# Layering Stain



## tpierce (Oct 14, 2013)

I am working on a piece and want to layer stain to give depth and dimension. I plan to use a mustard color deep stain, MinWax chestnut and then finish with a product called antique door toner. I believe all products are oil based. Can anyone give me tips on how to do this as I would like to have all stains show through and look blended. I know I need a sealer between coats too. Can someone be specific in what brand and kind of sealer I should use? Thanks for your help!


----------



## Steve Neul (Sep 2, 2011)

You don't want to put too much color between the coats of finish. Normally a toner is used when you stain a piece and notice you have the color wrong when you start sealing it. Then the toner is used to fine tune the color. I prefer to use Mohawk NGR stains for this purpose because it is more transparent but it is for interior projects only. Once you start putting color between the coats of finish you have to be very careful not to sand through that layer when you sand between coats. If you do it is much harder to fix. I usually put two coats of sealer over that color layer before I do any sanding for that reason. 

Without knowing what the project was it would be difficult to recommend specific products.


----------



## tpierce (Oct 14, 2013)

Thanks for the insight. I am redoing a cloak closet/armoire that I purchased for $10. (If I can figure out how to load a photo of it I will) The piece is about 3.5' x 3.5' x 6.5' tall made of red oak. I plan to brush the first coat of deep penetrating stain. I would like to know what kind of sealer I should use on top of the first coat of stain so that I can put on a different color of stain as the second coat. Should I wipe with a cloth the second coat of stain or should I brush it on with a brush. As you said, I don't want to get to much color between coats. Is this process sort of like "antiquing"?


----------



## Steve Neul (Sep 2, 2011)

Tod Pierce said:


> Thanks for the insight. I am redoing a cloak closet/armoire that I purchased for $10. (If I can figure out how to load a photo of it I will) The piece is about 3.5' x 3.5' x 6.5' tall made of red oak. I plan to brush the first coat of deep penetrating stain. I would like to know what kind of sealer I should use on top of the first coat of stain so that I can put on a different color of stain as the second coat. Should I wipe with a cloth the second coat of stain or should I brush it on with a brush. As you said, I don't want to get to much color between coats. Is this process sort of like "antiquing"?

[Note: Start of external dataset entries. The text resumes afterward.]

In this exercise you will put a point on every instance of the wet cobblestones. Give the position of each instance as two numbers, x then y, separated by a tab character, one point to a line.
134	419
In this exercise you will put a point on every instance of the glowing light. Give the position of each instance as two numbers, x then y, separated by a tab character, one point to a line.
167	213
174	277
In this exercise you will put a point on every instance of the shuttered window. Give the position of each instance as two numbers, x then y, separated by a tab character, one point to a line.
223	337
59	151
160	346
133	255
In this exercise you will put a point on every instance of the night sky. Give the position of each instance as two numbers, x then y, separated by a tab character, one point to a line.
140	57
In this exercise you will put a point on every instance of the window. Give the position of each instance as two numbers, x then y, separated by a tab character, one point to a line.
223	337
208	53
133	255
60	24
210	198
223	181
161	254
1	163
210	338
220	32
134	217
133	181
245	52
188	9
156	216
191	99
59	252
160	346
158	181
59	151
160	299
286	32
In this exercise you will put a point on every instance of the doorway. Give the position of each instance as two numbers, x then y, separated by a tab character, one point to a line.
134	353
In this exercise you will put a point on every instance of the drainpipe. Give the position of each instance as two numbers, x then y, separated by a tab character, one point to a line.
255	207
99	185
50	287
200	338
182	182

Since you are working the finish by hand I would forget the idea of using toners. The solvents in the topcoat can rub the toner off making the color uneven. What I would recommend is just using a single stain and let it dry overnight before finishing. Test some samples on some scrap wood to assure you have the right color. Working the finish by hand you could just skip the sealer and just apply a wiping polyurethane. It will do the same thing but if you just want to use a sealer you might use something like Old Masters sanding sealer. A sanding sealer is made softer so it is easier to sand and level a finish before topcoating. Another sealer you could use is Zinsser Sealcoat but you could only brush one coat of it on. It is shellac and when you brush a second coat on the solvents melt into the first coat removing a lot of it. You would have to work very fast and not brush it much to apply additional coats of shellac. It works better sprayed. 

When I apply color between coats it is in the very first few coats. For example if I stain a piece and it isn't red enough I will spray a transparent red dye over the first coat of sealer and then put clear sealer over that. Also if I use a stain that is too red I sometimes spray a transparent green dye over it to neutralize the red. It just comes down to fine tuning like right now I'm working on a remodel where I had to build an additional cabinet to go in someones kitchen. The walnut stain I used didn't quite match the existing cabinets so I sprayed a mahogany dye over the cabinet to give enough red to match.


----------